António Costa na UMinho para os 50 anos do primeiro curso de Relações Internacionais em Portugal
GCI ⠿ 27-04-2026 16:00
Presidente do Conselho Europeu abre na terça-feira os colóquios deste curso pioneiro da academia minhota e influente no mundo.
O presidente do Conselho Europeu, António Costa, vai proferir na próxima terça-feira, 28 de abril, a conferência de abertura dos XLVII Colóquios de Relações Internacionais da Universidade do Minho. O evento começa pelas 11h00, no salão medieval do edifício da Reitoria, no centro de Braga, e insere-se nos 50 anos da licenciatura em Relações Internacionais da UMinho, pioneira em Portugal. O momento conta com o reitor da UMinho, Pedro Arezes, e a estudante e presidente do Centro de Estudos do Curso de Relações Internacionais (CECRI), Renata Costa Silva. António Costa vai também assinar o livro de honra e visitar a exposição do cinquentenário daquela licenciatura.
Os Colóquios têm o tema “50 Anos de Dinâmicas Globais: onde as potências colidem, as sombras se prolongam e a Europa estremece", reunindo até quarta-feira académicos, diplomatas e peritos de vários países, como Vera Ageeva (Instituto de Estudos Políticos de Paris), Alexander Betts (Universidade de Oxford), Farai Chipato (Universidade de Glasgow), Hugo Sobral (diretor-geral adjunto de Política Regional e Urbana da Comissão Europeia), João Vale de Almeida (ex-embaixador da UE junto dos EUA, ONU e Reino Unido), Susana Réfega (diretora executiva do Movimento Laudato Si) e Daniel Cardoso (Universidade Autónoma). O programa do segundo dia tem lugar no auditório A1 do campus de Gualtar, em Braga.

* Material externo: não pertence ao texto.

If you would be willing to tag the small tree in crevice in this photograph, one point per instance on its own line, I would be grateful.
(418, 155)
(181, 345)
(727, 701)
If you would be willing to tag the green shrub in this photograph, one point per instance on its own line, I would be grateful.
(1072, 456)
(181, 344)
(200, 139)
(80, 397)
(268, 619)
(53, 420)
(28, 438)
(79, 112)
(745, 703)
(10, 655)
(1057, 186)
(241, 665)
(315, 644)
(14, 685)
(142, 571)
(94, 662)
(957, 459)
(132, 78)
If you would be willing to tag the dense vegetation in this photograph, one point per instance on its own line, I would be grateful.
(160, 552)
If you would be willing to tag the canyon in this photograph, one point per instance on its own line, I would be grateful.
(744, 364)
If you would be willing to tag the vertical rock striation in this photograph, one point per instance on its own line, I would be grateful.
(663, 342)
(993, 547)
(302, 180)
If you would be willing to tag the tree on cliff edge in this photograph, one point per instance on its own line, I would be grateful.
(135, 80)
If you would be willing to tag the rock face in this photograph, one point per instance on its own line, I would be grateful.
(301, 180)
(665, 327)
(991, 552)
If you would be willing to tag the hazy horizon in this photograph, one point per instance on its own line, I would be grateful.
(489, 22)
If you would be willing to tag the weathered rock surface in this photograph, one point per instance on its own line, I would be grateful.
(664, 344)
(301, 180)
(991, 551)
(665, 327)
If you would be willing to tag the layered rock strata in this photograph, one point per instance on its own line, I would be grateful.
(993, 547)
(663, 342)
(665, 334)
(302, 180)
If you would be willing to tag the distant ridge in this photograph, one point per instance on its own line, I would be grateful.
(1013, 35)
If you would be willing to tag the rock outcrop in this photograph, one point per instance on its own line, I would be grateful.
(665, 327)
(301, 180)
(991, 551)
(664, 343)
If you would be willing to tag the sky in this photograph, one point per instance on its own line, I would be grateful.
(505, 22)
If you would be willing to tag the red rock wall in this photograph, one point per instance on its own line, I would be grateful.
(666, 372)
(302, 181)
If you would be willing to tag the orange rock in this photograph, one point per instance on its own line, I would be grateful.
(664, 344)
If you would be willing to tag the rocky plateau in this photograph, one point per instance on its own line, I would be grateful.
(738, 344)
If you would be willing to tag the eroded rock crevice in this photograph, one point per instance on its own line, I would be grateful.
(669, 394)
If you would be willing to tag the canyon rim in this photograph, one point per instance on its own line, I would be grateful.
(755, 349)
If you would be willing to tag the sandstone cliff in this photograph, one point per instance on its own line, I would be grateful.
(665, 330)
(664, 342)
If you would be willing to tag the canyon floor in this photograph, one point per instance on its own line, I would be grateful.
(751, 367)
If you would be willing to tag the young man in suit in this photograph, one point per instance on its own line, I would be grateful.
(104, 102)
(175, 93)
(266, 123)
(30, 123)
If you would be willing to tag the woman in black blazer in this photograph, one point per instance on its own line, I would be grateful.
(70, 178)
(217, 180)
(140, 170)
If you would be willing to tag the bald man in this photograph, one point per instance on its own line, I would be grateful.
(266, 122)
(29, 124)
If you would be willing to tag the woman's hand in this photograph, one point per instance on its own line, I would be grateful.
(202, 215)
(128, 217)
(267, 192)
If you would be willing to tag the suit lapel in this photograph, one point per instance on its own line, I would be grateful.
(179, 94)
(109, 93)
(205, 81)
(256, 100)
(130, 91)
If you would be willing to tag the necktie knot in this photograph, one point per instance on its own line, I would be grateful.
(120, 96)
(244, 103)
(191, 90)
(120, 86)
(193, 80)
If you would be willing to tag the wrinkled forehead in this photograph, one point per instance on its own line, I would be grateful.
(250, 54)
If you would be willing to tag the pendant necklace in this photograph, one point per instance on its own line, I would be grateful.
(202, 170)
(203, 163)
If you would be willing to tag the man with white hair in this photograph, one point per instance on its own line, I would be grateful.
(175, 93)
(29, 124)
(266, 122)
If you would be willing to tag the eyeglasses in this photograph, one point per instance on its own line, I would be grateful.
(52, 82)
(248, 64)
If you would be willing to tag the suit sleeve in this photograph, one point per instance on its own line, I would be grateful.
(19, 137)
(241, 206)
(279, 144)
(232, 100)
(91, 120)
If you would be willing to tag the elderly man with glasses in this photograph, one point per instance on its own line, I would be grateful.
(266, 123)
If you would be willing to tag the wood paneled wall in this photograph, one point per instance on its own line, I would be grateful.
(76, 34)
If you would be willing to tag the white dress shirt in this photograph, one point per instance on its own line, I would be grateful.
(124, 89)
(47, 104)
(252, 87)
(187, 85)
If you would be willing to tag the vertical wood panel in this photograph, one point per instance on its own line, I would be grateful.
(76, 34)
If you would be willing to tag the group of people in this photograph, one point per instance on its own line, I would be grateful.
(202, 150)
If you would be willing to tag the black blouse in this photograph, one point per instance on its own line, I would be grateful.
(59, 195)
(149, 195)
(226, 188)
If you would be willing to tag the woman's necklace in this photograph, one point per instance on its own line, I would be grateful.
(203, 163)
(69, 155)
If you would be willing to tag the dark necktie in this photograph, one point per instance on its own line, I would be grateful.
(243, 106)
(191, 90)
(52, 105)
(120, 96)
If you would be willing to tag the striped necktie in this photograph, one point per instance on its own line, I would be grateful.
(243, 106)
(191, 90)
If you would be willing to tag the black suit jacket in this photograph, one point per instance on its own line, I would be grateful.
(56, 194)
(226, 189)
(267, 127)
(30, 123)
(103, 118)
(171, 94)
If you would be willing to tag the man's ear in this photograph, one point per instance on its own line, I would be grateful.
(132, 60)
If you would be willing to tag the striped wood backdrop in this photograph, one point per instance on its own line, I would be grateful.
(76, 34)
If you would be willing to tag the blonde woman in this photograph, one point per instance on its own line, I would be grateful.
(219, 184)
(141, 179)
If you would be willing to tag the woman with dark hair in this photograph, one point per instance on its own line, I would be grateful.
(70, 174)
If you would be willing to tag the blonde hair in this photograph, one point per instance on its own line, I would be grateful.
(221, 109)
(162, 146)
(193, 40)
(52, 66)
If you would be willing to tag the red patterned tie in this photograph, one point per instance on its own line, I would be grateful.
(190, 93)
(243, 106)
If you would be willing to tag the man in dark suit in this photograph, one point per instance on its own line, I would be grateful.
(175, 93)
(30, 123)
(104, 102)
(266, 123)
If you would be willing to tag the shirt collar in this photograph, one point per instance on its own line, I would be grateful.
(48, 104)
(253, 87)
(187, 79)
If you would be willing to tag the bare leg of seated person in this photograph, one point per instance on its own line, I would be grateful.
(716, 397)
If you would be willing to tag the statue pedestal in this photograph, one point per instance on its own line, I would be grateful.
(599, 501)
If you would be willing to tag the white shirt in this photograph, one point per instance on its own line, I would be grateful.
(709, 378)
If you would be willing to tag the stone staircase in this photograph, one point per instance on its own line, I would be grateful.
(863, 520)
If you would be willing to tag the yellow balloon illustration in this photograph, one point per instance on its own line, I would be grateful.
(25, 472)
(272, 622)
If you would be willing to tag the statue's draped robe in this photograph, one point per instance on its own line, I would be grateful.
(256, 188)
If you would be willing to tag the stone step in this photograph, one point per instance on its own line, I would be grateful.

Curso marcou a abertura do país
As aulas na UMinho começaram em dezembro de 1975, incluindo então o curso inovador de Línguas Vivas e Relações Internacionais, que contribuiu para a abertura de Portugal no pós-25 de Abril. A formação surgiu por influência de Lúcio Craveiro da Silva, cofundador desta academia e depois reitor. As aulas foram em edifícios no centro da cidade e, desde 1989, no campus de Gualtar. De bacharelato evoluiu-se para licenciatura, depois para cinco anos, com dois ramos (Ciência Política; Económicas e Políticas) e, após a Declaração de Bolonha, par?a três anos, estando afeto à atual Escola de Economia, Gestão e Ciência Política (EEG). Embaixadores como Albano Nogueira, Luiz Gaspar da Silva e José Manuel Villas-Boas estiveram entre os docentes convidados.
Já os Colóquios de Relações Internacionais da UMinho iniciaram em 1980, sendo uma referência anual no debate público, ao trazer figuras como Ramalho Eanes, Mário Soares, Ramos-Horta, Agostinho da Silva... São promovidos pelo CECRI, criado oficialmente em 1983 e o núcleo estudantil mais antigo da UMinho. Esta academia lançou também o primeiro mestrado do país em Estudos Europeus (1986, quando Portugal aderiu à CEE), além de mestrados e do doutoramento em Ciência Política e Relações Internacionais. Os seus diplomados ocupam cargos na ONU, Banco Mundial, NATO, OCDE, instituições da UE e embaixadas, entre tantas entidades. A UMinho teve ainda ao longo dos anos o seu centro de investigação neste âmbito (NICPRI, hoje CICP) reconhecido como Excelente pela tutela, com publicações, estudos, eventos, projetos e parcerias em variadas geografias.